Sally Yee

Personal information
- Nationality: Fiji
- Born: April 10, 2001 (age 25)
- Height: 1.7 m (5 ft 7 in)
- Weight: 60 kg (132 lb)

Sport
- Sport: Table tennis
- Rank: 241 (April 2020)

Medal record
Table Tennis
Representing Fiji
Pacific Games
| Silver medal – second place | 2019 Pacific Games | Singles |
| Silver medal – second place | 2019 Pacific Games | Doubles |
| Silver medal – second place | 2019 Pacific Games | Team |
| Bronze medal – third place | 2019 Pacific Games | Mix |

= Sally Yee =

Fijian table tennis player (born 2001)

Sally Yee (born April 10, 2001) is a Fijian table tennis player who represented Fiji at the 2020 Summer Olympics.
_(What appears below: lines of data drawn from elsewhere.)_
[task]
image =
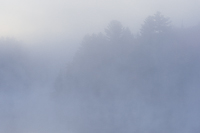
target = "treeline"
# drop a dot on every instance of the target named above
(120, 82)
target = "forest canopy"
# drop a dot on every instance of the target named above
(133, 83)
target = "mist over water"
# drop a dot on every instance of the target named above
(113, 81)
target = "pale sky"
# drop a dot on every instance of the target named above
(42, 19)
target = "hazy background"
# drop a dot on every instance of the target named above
(37, 48)
(38, 20)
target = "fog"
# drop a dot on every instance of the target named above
(93, 66)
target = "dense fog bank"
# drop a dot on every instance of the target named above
(115, 82)
(119, 82)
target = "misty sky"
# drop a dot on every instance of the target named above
(40, 19)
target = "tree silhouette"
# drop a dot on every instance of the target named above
(156, 24)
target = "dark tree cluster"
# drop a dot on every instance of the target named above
(118, 82)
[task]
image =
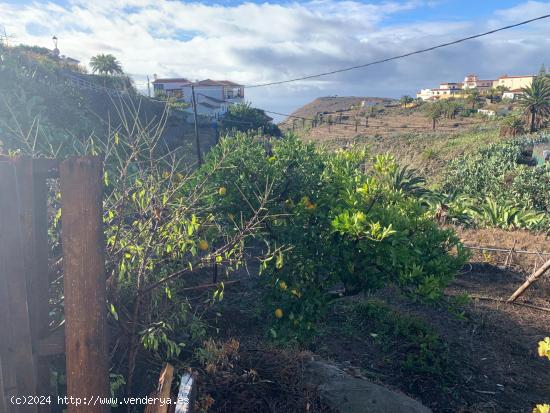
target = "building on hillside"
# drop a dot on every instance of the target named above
(213, 97)
(514, 82)
(444, 91)
(457, 89)
(169, 88)
(473, 82)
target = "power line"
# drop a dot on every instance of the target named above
(347, 69)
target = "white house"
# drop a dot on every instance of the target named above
(512, 94)
(474, 82)
(169, 87)
(213, 97)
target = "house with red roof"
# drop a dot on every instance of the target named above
(213, 97)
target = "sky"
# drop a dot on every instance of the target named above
(262, 41)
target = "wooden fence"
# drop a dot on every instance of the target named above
(27, 341)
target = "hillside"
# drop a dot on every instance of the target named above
(385, 126)
(43, 99)
(332, 104)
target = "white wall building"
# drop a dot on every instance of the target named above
(213, 97)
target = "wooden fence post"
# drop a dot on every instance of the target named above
(16, 354)
(3, 407)
(84, 281)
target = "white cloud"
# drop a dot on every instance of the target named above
(254, 43)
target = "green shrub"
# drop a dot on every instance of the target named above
(412, 345)
(332, 218)
(497, 171)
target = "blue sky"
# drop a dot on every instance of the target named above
(258, 41)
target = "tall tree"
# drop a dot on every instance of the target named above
(106, 64)
(535, 101)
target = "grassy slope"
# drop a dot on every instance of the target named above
(405, 132)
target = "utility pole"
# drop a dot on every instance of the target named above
(197, 140)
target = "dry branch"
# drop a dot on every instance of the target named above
(530, 280)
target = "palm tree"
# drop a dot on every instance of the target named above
(535, 101)
(106, 64)
(434, 111)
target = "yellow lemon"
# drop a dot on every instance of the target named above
(203, 245)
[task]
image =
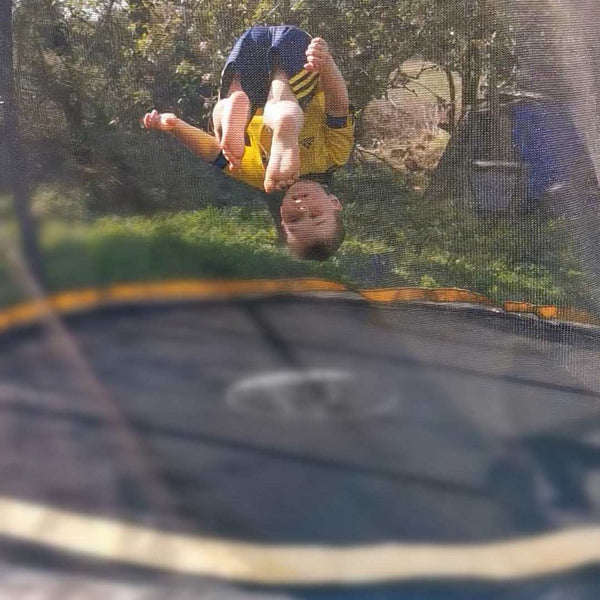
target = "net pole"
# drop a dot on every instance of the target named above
(9, 131)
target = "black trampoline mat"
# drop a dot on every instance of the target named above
(462, 425)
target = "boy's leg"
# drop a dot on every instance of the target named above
(230, 118)
(283, 115)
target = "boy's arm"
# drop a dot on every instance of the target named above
(320, 60)
(202, 144)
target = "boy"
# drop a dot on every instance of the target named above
(283, 113)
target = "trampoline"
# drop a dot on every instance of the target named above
(293, 436)
(304, 439)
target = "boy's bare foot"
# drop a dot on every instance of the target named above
(283, 169)
(235, 116)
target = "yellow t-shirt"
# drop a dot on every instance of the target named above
(322, 148)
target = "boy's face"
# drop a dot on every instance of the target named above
(308, 213)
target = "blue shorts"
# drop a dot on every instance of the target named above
(258, 52)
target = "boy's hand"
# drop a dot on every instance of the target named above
(160, 121)
(318, 56)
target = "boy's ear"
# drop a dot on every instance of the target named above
(336, 203)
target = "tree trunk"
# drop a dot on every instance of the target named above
(17, 175)
(452, 101)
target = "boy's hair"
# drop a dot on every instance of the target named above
(322, 249)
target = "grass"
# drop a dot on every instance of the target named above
(393, 239)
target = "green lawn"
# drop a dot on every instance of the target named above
(393, 238)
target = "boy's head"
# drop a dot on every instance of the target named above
(311, 221)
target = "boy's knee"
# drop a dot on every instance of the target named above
(283, 113)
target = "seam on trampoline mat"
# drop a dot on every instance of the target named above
(74, 301)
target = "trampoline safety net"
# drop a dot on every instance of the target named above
(300, 315)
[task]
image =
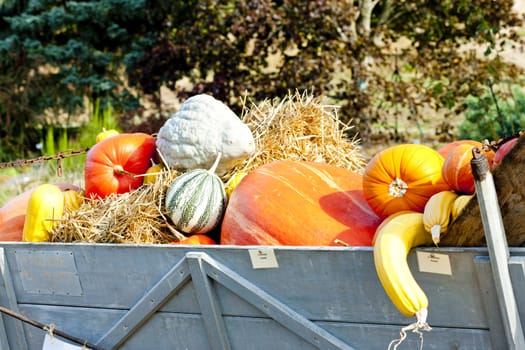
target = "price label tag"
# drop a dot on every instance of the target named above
(263, 258)
(434, 263)
(54, 343)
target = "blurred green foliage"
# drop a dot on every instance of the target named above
(56, 56)
(492, 117)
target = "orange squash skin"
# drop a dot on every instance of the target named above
(111, 164)
(299, 203)
(403, 177)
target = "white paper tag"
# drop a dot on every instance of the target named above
(54, 343)
(434, 263)
(263, 258)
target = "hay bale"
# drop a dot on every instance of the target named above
(135, 217)
(300, 127)
(296, 127)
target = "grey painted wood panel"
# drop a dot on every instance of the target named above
(336, 288)
(186, 331)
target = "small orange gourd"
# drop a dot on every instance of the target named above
(445, 149)
(403, 177)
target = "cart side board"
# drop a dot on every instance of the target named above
(193, 297)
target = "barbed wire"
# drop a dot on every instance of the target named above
(42, 159)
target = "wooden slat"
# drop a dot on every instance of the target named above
(8, 325)
(320, 283)
(164, 289)
(271, 306)
(487, 290)
(517, 274)
(177, 331)
(208, 301)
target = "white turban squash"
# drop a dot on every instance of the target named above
(201, 129)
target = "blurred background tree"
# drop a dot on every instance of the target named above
(385, 62)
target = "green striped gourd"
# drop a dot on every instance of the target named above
(196, 200)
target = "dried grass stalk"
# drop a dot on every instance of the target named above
(137, 217)
(296, 127)
(300, 127)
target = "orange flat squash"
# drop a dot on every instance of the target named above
(299, 203)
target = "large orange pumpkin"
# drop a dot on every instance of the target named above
(457, 170)
(299, 203)
(403, 177)
(112, 164)
(13, 213)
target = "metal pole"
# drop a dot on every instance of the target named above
(498, 249)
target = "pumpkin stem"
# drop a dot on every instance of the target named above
(119, 170)
(435, 231)
(215, 164)
(397, 188)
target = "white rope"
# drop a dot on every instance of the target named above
(416, 327)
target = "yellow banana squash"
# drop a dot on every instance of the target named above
(394, 239)
(46, 205)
She also competed in the 2016 Summer Olympics in the women's singles event. She won 3 silver medals and a bronze at the 2019 Pacific Games.

==Career==
Fiji entered her into the table tennis competition at the 2016 Summer Olympic Games for the first time in the nation's Olympic history. She secured a spot in the women's singles by virtue of her top three finish at the 2016 Oceania Qualification Tournament in Bendigo, Australia. However she was eliminated in the preliminary round after competing against Offiong Edem. In 2018, she was awarded Fiji Tattslotto Sportswomen of the year in which she dedicated her achievements to her parents and coach. In January 2021, she officially pulled out of the 2020 Tokyo Olympics due to "personal reasons". In June 2021, she pulled back and was confirmed to represent Fiji at the Olympics. She was eliminated in the preliminary round against Chelsea Edghill.

== Personal life ==
Sally has a sister Grace Yee, with which they competed together in the Women's doubles and team events in the 2019 Pacific Games. She attended Jai Narayan College in Fiji before moving to Japan to further her education. In Japan, she studied English at Chinzei Gakuin High School and took part in local competitions in the Nagasaki prefecture. Prior in giving birth in April 2021, Yee trained throughout her pregnancy for the 2020 Summer Olympics coached by her own mother Harvi Yee.